TIME’s first ever Kid of the Year is only 15


“I was 10 when I told my parents I wanted to research carbon nanotube sensor technology. My mom was like what?” said Gitanjali Rao

At only 15, Gitanjali Rao has been selected from a field of more than 5,000 US nominees as TIME’s first ever Kid of the Year.

Rao’s astonishing work includes using technology to tackle issues ranging from contaminated drinking water to opioid addiction and cyberbullying, with her mission to create a global community of young innovators to solve problems the world over standing out as an inspiration to many.

“I was like 10 when I told my parents that I wanted to research carbon nanotube sensor technology at the Denver Water quality research lab, and my mom was like, A what?” the young scientist told actor and activist Angelina Jolie in an interview over Zoom from her home in Colorado.

“I’m a very curious person if there’s one thing you need to know about me. I just love learning about the environment, the ecology, I just like learning in general so everything in school is super fun,” she revealed, saying she cannot see a world filled with kindness without science and technology being involved.

One of her latest innovations, an app called Kindly, is here to help prevent cyberbullying.

“I started to hard-code in some words that could be considered bullying, and then my engine took those words and identified words that are similar,” Rao revealed, talking about how the app worked.

“You type in a word or phrase, and it’s able to pick it up if it’s bullying, and it gives you the option to edit it or send it the way it is. The goal is not to punish. As a teenager, I know teenagers tend to lash out sometimes. Instead, it gives you the chance to rethink what you’re saying so that you know what to do next time around.”

In a way, Gitanjali thinks this is not micro-managing teenagers but instead giving them an opportunity to learn from their mistakes.

She also spoke about how her goal had shifted not only from creating her own devices to solve the world’s problems, but inspiring others to do the same as well, since she wanted to see more people like her in the field.

“I don’t look like your typical scientist.

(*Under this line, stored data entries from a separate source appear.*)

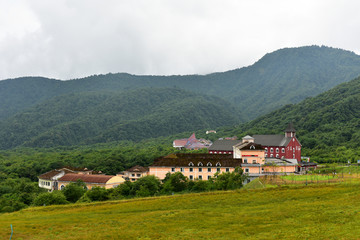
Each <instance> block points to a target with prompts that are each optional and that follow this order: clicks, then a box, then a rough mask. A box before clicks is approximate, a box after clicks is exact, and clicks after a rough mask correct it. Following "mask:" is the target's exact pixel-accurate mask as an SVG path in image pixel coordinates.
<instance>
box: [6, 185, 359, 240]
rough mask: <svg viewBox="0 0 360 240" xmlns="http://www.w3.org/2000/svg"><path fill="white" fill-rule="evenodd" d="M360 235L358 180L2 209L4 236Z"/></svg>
mask: <svg viewBox="0 0 360 240" xmlns="http://www.w3.org/2000/svg"><path fill="white" fill-rule="evenodd" d="M10 224H13V227H14V236H13V239H39V240H40V239H61V240H63V239H359V237H360V228H359V227H358V226H359V225H360V184H358V183H351V184H345V183H342V184H331V185H311V186H307V187H304V186H297V187H289V186H286V187H277V188H265V189H255V190H241V191H229V192H213V193H202V194H186V195H177V196H169V197H159V198H147V199H135V200H128V201H117V202H105V203H95V204H80V205H66V206H49V207H38V208H30V209H25V210H22V211H20V212H16V213H10V214H2V215H0V239H9V236H10Z"/></svg>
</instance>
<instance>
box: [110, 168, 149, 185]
mask: <svg viewBox="0 0 360 240" xmlns="http://www.w3.org/2000/svg"><path fill="white" fill-rule="evenodd" d="M148 174H149V169H148V168H147V167H142V166H139V165H136V166H134V167H132V168H130V169H128V170H126V171H124V172H120V173H118V174H116V176H121V177H123V178H124V179H125V180H128V181H131V182H135V181H136V180H138V179H139V178H141V177H144V176H146V175H148Z"/></svg>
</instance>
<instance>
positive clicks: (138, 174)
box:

Everything I see on TV is that it’s an older, usually white man as a scientist. It’s weird to me that it was almost like people had assigned roles, regarding like their gender, their age, the color of their skin.”

“It’s not easy when you don’t see anyone else like you. So I really want to put out the message that If I can do it, you can do it, and anyone can do it.”

Gitanjali also revealed currently working on an easy way to help detect bio-contaminants in water—things like parasites.

“I’m hoping for this to be something that’s inexpensive and accurate so that people in third-world countries can identify what’s in their water.”

“I recently hit my goal of 30,000 students who I have mentored, which is super exciting. It’s like creating a community of innovators. I really hope the work that all of these kids are doing identifies innovation as a necessity and not something that’s a choice anymore. I hope I can be a small part of that.”

Rao also has an inspiring message for other youngsters: “Don’t try to fix every problem, just focus on one that excites you.”